その為、どいつもこいつもチラチラと。視線をあっちにやったりこっちにやったりとするばかりで。誰も口を開こうとしなかった。

しかしこれがある種の好機だと言う事は、全員が共通して思っていた事のようだった。
徐々に、さまよう視線はその場で一番年を食っている方で。一番位の高そうな人間に集まって行った。

「一つ、聞いても……宜しいですか?」
「……ええ」
押し付けたいとは思っていても。やはり、それでもどこかに後ろめたさがあるのか。快活とは程遠かった。
糾弾の空気も薄いので、そこだけはほんの少しだけ安心できた。

「ああ、何を聞きましょうか……」
質問者の方からして、何を質問するかを考える前にこちらに話しかけてきたようだ。
そもそも、質問者からして乗り気ではないのだ。自分が話を進める役を引き受ける事に。
これでは、話など上手く進むはずが無い。

その状況に、他の物も別に助け舟などを出してやる空気。そんな物は微塵も感じ取れなかった。
またいつも通りの空気に戻っていった。全員が全員、我が身可愛さで動く、このどうしようもない無為無策で無駄な所業。
いつもは、この空気に。

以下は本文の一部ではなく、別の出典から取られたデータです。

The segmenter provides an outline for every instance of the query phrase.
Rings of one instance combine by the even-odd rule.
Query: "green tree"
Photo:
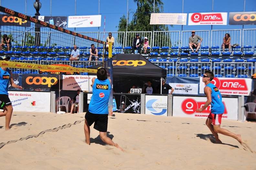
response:
[[[128,24],[128,31],[168,31],[168,27],[166,25],[151,25],[150,23],[151,14],[154,11],[154,0],[134,0],[137,4],[138,7],[135,12],[130,12],[128,15],[128,20],[129,21],[129,15],[131,13],[133,14],[131,21],[129,21]],[[155,13],[161,13],[163,11],[164,3],[161,0],[155,0]],[[172,25],[171,26],[173,27]],[[126,31],[126,17],[124,15],[120,18],[118,26],[118,31]]]

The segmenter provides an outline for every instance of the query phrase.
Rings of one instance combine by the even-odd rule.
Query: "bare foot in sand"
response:
[[[117,143],[115,143],[114,144],[114,146],[122,151],[123,152],[123,149],[120,147],[118,145],[118,144]]]
[[[242,138],[241,138],[241,135],[240,134],[237,135],[236,139],[237,140],[237,141],[238,141],[240,144],[242,144],[243,141],[242,140]]]

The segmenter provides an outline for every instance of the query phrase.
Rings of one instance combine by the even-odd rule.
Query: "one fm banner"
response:
[[[101,26],[101,15],[69,16],[68,27],[94,27]]]
[[[169,83],[169,85],[174,89],[173,94],[198,94],[198,84],[197,84]],[[171,90],[169,90],[169,93]]]
[[[151,14],[150,24],[186,25],[187,17],[187,14],[153,13]]]
[[[225,110],[222,118],[229,120],[237,120],[238,117],[238,100],[235,98],[222,98]],[[181,117],[207,118],[211,112],[211,105],[201,112],[196,109],[201,108],[207,100],[206,97],[174,96],[173,100],[173,116]]]
[[[61,28],[67,28],[68,17],[64,16],[37,16],[38,20]],[[38,25],[39,27],[42,27]]]
[[[251,89],[251,79],[215,77],[211,82],[215,85],[222,95],[249,96]],[[199,92],[204,93],[204,83],[200,81]]]
[[[256,25],[256,12],[230,12],[229,25]]]
[[[167,96],[145,96],[145,114],[167,116]]]
[[[9,91],[13,111],[50,112],[51,93]]]
[[[92,91],[91,79],[96,77],[96,76],[63,75],[62,90],[75,90],[80,89],[85,91]]]
[[[191,13],[188,15],[188,25],[226,25],[227,13]]]

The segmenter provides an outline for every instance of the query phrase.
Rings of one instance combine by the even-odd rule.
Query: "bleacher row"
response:
[[[12,46],[10,51],[0,51],[0,54],[15,55],[44,55],[44,56],[60,56],[62,57],[69,56],[73,49],[73,47],[36,47],[32,46]],[[80,56],[90,55],[89,49],[91,47],[78,47],[80,50]],[[103,47],[97,47],[99,51],[98,55],[102,55],[103,52]],[[122,47],[115,47],[113,48],[112,55],[120,53],[131,53],[131,47],[126,47],[123,48]],[[256,46],[254,48],[251,46],[244,46],[242,47],[238,46],[232,48],[231,52],[225,51],[222,52],[222,48],[219,46],[212,46],[209,48],[208,46],[201,47],[198,53],[191,52],[188,46],[183,46],[179,48],[174,47],[153,47],[148,48],[149,51],[146,54],[142,54],[148,56],[151,58],[155,56],[178,57],[182,56],[238,56],[243,57],[244,56],[256,56]],[[226,50],[227,51],[227,49]],[[108,55],[108,53],[106,53]]]

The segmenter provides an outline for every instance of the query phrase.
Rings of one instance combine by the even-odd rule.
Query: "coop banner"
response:
[[[8,93],[13,111],[50,112],[50,92],[11,91]]]
[[[24,89],[58,90],[59,80],[58,75],[24,74],[22,86]]]
[[[230,12],[229,25],[256,25],[256,12]]]
[[[64,16],[37,16],[38,20],[44,21],[48,24],[59,27],[61,28],[67,28],[67,23],[68,17]],[[38,26],[42,26],[38,25]]]
[[[191,13],[188,14],[188,25],[226,25],[226,12]]]
[[[251,89],[251,79],[240,78],[215,77],[211,81],[218,88],[222,95],[249,96]],[[204,83],[200,81],[199,92],[204,93]]]
[[[153,13],[151,14],[150,24],[186,25],[187,24],[187,14]]]
[[[0,26],[30,27],[30,22],[16,16],[0,14]]]
[[[69,28],[94,27],[101,26],[101,15],[69,16],[68,27]]]
[[[201,112],[196,109],[201,108],[207,100],[206,97],[191,97],[174,96],[173,99],[173,116],[181,117],[205,118],[211,112],[211,105]],[[237,98],[222,98],[224,110],[222,119],[238,120],[238,100]]]

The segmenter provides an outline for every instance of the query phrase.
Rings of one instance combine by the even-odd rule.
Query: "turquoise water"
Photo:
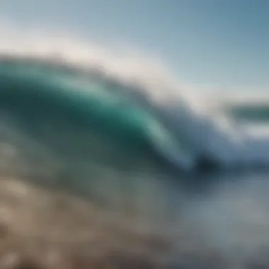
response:
[[[143,220],[151,229],[164,227],[185,236],[193,254],[200,255],[202,240],[205,248],[244,260],[268,245],[268,171],[212,169],[222,160],[214,157],[228,148],[214,140],[224,135],[178,105],[169,114],[174,103],[161,107],[138,86],[96,70],[3,58],[1,176],[82,196],[100,209],[132,216],[135,225]],[[266,119],[266,106],[251,108],[230,113]],[[202,154],[205,141],[214,146],[212,155]],[[188,154],[208,169],[184,169]]]

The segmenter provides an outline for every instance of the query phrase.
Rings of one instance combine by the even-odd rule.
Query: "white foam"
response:
[[[0,23],[0,53],[98,69],[120,81],[143,86],[144,93],[161,105],[156,110],[164,124],[188,144],[184,158],[179,149],[168,152],[161,147],[163,154],[173,162],[190,168],[196,157],[205,154],[227,168],[257,163],[269,165],[269,139],[254,137],[240,128],[225,114],[224,102],[219,98],[210,101],[204,93],[199,96],[193,91],[187,93],[180,91],[178,84],[156,58],[139,56],[137,51],[107,49],[62,32],[23,30],[8,23]],[[230,100],[227,99],[227,102]],[[188,105],[183,105],[184,102]]]

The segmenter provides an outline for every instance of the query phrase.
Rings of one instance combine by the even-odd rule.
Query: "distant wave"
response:
[[[238,116],[267,119],[264,105],[253,110],[231,105],[229,113],[222,111],[229,121],[224,130],[219,120],[198,114],[183,100],[160,105],[144,85],[96,67],[6,55],[0,71],[3,120],[8,118],[13,127],[42,142],[59,159],[74,163],[82,158],[122,170],[139,161],[178,171],[269,164],[268,140],[242,134],[231,123]],[[14,142],[9,134],[4,139]]]

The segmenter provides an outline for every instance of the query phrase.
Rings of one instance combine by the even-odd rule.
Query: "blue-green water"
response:
[[[267,140],[236,144],[182,101],[161,106],[140,89],[94,69],[1,58],[1,176],[83,196],[152,229],[187,227],[230,256],[266,247]],[[264,121],[268,108],[258,108],[231,107],[230,115]]]

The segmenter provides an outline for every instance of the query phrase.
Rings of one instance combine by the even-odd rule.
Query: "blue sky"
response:
[[[198,88],[269,91],[268,0],[2,0],[0,13],[130,44]]]

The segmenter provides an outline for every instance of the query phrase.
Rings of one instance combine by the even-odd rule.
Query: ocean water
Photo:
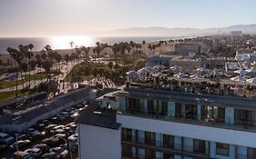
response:
[[[136,42],[141,43],[143,40],[146,42],[169,40],[177,37],[171,36],[55,36],[55,37],[10,37],[0,38],[0,54],[7,54],[6,48],[17,48],[19,45],[34,45],[34,50],[39,51],[45,45],[49,45],[53,49],[68,49],[70,48],[69,43],[74,42],[74,46],[85,45],[93,46],[96,42],[107,43],[112,45],[118,42]]]

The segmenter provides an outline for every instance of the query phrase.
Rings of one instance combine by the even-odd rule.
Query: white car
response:
[[[15,142],[15,138],[7,134],[0,133],[0,144],[11,144]]]
[[[30,148],[26,150],[25,152],[30,154],[31,155],[36,158],[42,155],[43,153],[42,150],[40,150],[39,148]]]

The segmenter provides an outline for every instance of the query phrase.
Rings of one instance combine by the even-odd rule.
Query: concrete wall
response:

息が詰まらされるし、良い事など何一つ無いのだが。
今回に限ってはこの逆戻りしたどうしようもない空気に。酷い安心感を覚えている。そう簡単に変わるはずが無いのだ。
自分を含めた、こいつ等全員が。だから何も変わらないのだ。

こんな状態なのだから、何も変わる予兆が無いのだから。別にこちらが口を動かしてやる必要も感じなかったし。感じたとて、行動に移すはずが無かった。

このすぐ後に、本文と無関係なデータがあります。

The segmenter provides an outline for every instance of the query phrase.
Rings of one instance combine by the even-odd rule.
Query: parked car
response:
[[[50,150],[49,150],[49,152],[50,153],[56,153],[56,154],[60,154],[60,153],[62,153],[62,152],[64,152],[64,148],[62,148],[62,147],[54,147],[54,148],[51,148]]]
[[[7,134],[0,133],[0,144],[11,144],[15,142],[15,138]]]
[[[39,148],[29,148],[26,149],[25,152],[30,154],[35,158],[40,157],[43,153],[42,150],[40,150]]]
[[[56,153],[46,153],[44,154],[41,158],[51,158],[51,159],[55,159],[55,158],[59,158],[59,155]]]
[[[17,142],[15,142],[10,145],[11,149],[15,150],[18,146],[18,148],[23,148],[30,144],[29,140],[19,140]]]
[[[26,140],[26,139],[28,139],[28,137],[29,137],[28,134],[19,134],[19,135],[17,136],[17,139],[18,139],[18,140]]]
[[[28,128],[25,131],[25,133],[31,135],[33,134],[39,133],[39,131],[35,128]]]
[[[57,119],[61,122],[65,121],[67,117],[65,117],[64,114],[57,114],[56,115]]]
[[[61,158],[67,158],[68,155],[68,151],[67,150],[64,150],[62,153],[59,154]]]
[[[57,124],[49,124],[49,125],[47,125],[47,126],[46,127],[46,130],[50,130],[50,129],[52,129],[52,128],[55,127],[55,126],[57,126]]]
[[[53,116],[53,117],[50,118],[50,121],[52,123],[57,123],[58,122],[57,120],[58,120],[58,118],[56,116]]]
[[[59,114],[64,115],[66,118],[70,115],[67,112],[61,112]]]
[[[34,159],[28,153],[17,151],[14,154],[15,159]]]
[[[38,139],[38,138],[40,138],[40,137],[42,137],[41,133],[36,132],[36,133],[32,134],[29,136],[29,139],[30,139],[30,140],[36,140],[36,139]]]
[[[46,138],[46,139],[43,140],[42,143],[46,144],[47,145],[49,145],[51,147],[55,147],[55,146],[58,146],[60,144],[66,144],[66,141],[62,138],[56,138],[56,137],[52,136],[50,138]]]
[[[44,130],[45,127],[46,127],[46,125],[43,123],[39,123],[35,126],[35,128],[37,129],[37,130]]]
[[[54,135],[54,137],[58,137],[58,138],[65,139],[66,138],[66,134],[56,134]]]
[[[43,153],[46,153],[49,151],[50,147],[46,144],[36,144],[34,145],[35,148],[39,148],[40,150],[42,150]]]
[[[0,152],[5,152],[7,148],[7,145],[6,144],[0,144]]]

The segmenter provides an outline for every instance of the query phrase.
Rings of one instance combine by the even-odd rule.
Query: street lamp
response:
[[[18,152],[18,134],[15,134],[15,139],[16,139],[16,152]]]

また、顔は正面を向いた風に装って。目線はあらぬ方向を向けて、他者との会話や接触を徹底的に拒否し続ける。勿論、お互いにだ。
そういう暗黙の了解が、またこの場でも息を吹き返した。


いつもなら、本当に暇で、無駄で、悲痛ですらない何の意味も無いこの沈黙。
普段の彼なら、退屈で退屈で。少しばかりイラつく事この上なかったのだが。
何だか、うやむやの内に。自分への糾弾、もとい押し付けの手が緩むどころか消えてなくなった事の安堵感の方が強く。
今日だけは、この無駄に長く感じられて、退屈な時間も容易に耐えることが出来ていた。

なのだが。
「大変だ!お前等、大変だぞ!!」そういう男の声で場は一変した。
何の前触れもなしにやってきた。無遠慮で品の無い、ドタバタとうるさい足音と大きながなり声が場の空気を動かした。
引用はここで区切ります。